SITE RELIABILITY ENGINEER
Oracle Cloud Operations team is seeking a motivated Site Reliability Engineer that thrives in a fast-paced rapidly evolving technology environment.
This individual will be a member of the Oracle Field Service (OFS) SRE team.
DUTIES AND RESPONSIBILITIES
We are looking for the specialist who is ready to be the key performer in assuring of the OFS availability and performance 24×7x365. In practice it means the following:
- The keeping your eyes on reliability for our services using existing and own enhanced monitoring and telemetry tools
- Continuous learning in OFS topologies and their internal dependencies and behavior
- Effective prevention of services degradation, timely detection, troubleshooting, and resolution of service issues basing on proven procedures, shared team knowledge and experience
- Automation of routine and understood maintenance tasks and operations
- Improving monitoring, telemetry, practical maintenance procedures
- Product enhancement propositions in partnership with responsible development teams in order to warrant services and data available and secure.
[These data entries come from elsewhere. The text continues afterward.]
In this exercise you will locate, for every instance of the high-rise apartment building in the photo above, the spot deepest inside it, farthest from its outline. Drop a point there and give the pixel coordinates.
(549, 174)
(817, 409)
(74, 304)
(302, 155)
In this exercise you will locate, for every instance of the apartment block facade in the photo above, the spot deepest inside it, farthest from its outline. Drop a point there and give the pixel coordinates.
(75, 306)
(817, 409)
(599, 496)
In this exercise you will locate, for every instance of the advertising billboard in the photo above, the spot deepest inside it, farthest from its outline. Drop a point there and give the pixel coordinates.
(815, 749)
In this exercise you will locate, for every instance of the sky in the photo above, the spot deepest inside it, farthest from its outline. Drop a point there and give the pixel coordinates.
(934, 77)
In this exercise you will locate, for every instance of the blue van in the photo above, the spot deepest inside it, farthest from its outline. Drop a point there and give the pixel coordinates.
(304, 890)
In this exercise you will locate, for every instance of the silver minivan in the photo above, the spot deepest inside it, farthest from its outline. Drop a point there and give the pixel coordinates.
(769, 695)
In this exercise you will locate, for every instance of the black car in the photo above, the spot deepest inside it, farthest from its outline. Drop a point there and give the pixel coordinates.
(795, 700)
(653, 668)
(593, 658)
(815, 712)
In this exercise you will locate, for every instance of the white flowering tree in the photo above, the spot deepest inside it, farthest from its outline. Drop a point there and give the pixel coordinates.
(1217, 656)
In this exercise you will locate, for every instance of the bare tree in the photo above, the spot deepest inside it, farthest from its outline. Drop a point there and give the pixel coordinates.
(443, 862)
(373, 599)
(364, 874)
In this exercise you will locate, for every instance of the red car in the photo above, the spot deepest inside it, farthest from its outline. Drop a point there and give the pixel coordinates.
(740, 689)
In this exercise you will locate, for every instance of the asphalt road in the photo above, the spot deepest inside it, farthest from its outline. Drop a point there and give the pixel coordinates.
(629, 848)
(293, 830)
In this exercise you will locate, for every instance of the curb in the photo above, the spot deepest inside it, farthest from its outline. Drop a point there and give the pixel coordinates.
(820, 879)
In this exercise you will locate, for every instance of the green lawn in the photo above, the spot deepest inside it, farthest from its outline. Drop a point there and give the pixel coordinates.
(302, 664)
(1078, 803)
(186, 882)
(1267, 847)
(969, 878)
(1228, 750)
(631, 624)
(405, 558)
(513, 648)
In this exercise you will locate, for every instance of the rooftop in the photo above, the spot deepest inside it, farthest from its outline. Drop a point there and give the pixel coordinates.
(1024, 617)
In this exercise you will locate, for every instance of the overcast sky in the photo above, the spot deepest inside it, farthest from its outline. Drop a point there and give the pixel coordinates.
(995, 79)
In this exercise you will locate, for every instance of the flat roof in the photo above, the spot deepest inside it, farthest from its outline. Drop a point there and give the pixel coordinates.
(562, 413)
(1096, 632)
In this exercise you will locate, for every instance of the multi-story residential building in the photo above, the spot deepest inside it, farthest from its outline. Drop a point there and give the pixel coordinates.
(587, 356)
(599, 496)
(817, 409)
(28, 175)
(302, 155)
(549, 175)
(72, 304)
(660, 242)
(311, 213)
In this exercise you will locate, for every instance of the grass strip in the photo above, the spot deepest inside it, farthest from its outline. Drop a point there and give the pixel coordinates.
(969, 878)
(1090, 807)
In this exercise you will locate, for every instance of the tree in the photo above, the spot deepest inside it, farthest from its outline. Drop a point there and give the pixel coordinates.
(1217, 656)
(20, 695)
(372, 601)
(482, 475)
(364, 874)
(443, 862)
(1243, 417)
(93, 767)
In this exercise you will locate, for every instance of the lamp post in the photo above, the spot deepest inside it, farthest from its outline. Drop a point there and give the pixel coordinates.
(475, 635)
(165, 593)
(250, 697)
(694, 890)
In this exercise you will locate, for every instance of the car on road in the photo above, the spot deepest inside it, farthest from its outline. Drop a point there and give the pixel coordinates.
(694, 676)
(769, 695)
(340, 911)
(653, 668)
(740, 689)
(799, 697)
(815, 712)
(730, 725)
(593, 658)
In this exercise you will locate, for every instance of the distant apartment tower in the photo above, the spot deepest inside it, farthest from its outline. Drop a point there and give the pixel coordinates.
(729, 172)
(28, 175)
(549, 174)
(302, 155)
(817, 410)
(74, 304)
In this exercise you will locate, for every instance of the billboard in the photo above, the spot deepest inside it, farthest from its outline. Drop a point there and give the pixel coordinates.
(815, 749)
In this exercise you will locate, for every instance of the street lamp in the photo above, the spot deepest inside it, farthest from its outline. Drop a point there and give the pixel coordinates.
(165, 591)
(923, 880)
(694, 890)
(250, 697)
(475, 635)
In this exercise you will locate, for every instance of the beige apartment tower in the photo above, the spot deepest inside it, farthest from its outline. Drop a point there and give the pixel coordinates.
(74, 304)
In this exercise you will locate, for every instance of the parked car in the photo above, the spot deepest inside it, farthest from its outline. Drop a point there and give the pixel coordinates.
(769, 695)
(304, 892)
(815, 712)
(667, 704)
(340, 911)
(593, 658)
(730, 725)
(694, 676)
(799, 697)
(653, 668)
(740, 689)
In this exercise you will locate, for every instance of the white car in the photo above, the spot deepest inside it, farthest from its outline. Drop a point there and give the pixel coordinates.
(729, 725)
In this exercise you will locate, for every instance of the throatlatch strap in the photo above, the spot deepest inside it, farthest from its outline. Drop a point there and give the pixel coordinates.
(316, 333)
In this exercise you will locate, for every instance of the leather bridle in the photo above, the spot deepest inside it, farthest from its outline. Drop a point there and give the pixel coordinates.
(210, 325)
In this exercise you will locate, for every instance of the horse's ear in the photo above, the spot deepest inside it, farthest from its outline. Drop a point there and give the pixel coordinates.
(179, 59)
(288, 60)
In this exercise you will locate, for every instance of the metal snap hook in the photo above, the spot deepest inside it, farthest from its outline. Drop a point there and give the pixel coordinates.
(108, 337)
- Direct involvement in the event/incident root cause analysis.
QUALIFICATIONS
Required:
- 3+ years’ experience in IT-services, network, storage, database, application troubleshooting and maintenance
- Bachelor’s or Master’s degree in Computer Science
- Experience working with fault-tolerant, highly available, high throughput, high loaded, distributed, scalable systems
- Unix/Linux OS background
- Understanding of web technologies (web, http protocol, etc)
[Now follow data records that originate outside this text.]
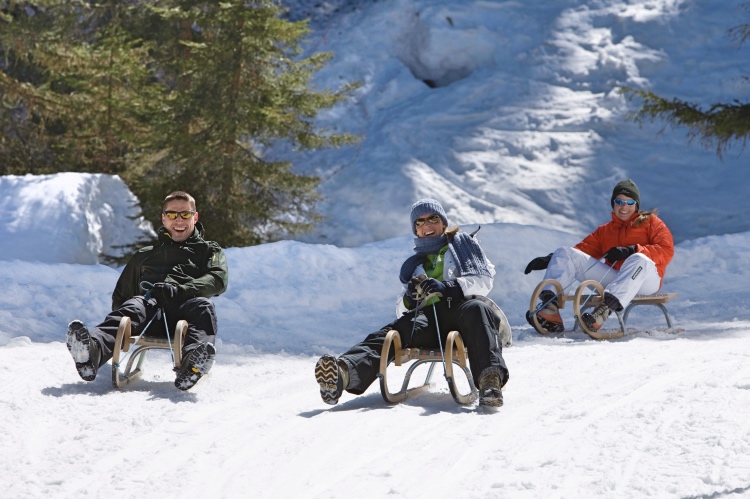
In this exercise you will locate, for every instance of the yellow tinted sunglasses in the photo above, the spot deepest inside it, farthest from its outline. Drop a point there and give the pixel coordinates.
(172, 215)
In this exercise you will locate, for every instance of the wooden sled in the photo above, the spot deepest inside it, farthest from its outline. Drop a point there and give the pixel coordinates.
(142, 344)
(589, 294)
(455, 353)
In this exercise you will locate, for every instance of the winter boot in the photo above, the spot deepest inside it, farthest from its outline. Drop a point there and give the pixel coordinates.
(196, 363)
(84, 349)
(333, 378)
(490, 393)
(549, 317)
(595, 319)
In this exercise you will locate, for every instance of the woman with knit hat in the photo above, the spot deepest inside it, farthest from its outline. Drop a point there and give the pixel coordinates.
(458, 277)
(636, 246)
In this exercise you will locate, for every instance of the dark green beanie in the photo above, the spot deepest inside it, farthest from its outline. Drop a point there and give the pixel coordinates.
(629, 189)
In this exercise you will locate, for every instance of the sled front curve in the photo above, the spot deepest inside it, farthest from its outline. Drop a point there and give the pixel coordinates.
(142, 344)
(583, 300)
(535, 300)
(455, 352)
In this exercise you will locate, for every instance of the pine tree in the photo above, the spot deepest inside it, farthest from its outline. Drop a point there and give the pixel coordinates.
(170, 94)
(719, 126)
(77, 90)
(240, 91)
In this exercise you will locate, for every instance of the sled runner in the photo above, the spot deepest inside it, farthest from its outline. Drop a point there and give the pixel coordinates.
(455, 353)
(589, 294)
(142, 344)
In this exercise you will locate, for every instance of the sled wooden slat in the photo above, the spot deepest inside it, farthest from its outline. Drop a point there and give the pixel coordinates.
(142, 344)
(582, 300)
(455, 353)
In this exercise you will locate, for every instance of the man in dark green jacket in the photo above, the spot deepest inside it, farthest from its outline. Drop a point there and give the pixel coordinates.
(185, 270)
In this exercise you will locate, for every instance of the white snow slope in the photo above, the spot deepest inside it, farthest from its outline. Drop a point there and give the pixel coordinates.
(651, 415)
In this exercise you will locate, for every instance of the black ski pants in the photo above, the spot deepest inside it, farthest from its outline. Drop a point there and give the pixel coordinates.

- Experience in script writing (PHP, Perl, Shell, Python)
- English Intermediate
Desired (will be a plus):
- Basic experience and clear understanding of Kubernetes, Docker technologies
- Be acquainted with RESTful and SOAP APIs
- Understanding of in-memory cache and ESB technologies (Redis, Kafka, etc.)
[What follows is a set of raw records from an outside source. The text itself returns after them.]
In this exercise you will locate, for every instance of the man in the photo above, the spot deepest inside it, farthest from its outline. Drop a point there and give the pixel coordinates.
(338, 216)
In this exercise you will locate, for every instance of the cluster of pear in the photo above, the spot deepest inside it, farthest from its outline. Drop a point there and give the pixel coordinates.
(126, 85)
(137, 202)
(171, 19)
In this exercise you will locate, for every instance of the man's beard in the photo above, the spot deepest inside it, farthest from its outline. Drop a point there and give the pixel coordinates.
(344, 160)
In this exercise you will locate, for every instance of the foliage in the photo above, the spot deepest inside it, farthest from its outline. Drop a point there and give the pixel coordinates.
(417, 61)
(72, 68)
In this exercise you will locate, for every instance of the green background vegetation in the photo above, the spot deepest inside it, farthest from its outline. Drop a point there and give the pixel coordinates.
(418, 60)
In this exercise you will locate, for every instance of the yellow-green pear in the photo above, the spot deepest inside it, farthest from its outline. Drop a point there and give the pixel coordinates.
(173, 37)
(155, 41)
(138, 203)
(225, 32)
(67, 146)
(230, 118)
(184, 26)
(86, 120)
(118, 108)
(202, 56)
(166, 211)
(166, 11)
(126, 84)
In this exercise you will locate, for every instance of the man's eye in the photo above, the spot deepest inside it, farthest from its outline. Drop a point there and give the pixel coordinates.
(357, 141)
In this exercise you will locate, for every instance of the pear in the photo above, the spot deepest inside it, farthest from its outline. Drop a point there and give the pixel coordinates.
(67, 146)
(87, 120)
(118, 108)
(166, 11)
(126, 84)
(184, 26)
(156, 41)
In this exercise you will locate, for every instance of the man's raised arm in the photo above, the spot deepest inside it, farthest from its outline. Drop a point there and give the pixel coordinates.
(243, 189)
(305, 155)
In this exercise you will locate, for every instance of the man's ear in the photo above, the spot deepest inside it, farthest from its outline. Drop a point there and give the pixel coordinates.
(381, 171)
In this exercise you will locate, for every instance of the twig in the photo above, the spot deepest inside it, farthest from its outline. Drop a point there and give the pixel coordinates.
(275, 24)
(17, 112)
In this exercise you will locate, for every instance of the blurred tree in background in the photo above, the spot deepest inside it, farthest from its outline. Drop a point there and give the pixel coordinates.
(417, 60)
- Knowledge and experience working with CI/CD technologies (Git, Jenkins, etc.)
- Clear understanding principles and basic practical experience in infrastructure as a code approach (Chef, Ansible, etc.);
- Familiarity and use in practice Prometheus, Kibana, Grafana monitoring tools
WORK CONDITIONS:
Working hours and place:
- Standard local business hours
- On-Call duties for emergency cases in accordance to team schedule
- Overtime compensation
- Remote (equipment will be provided) work and new modern office upon quarantine
Employment:
- Official employment in accordance to local legislation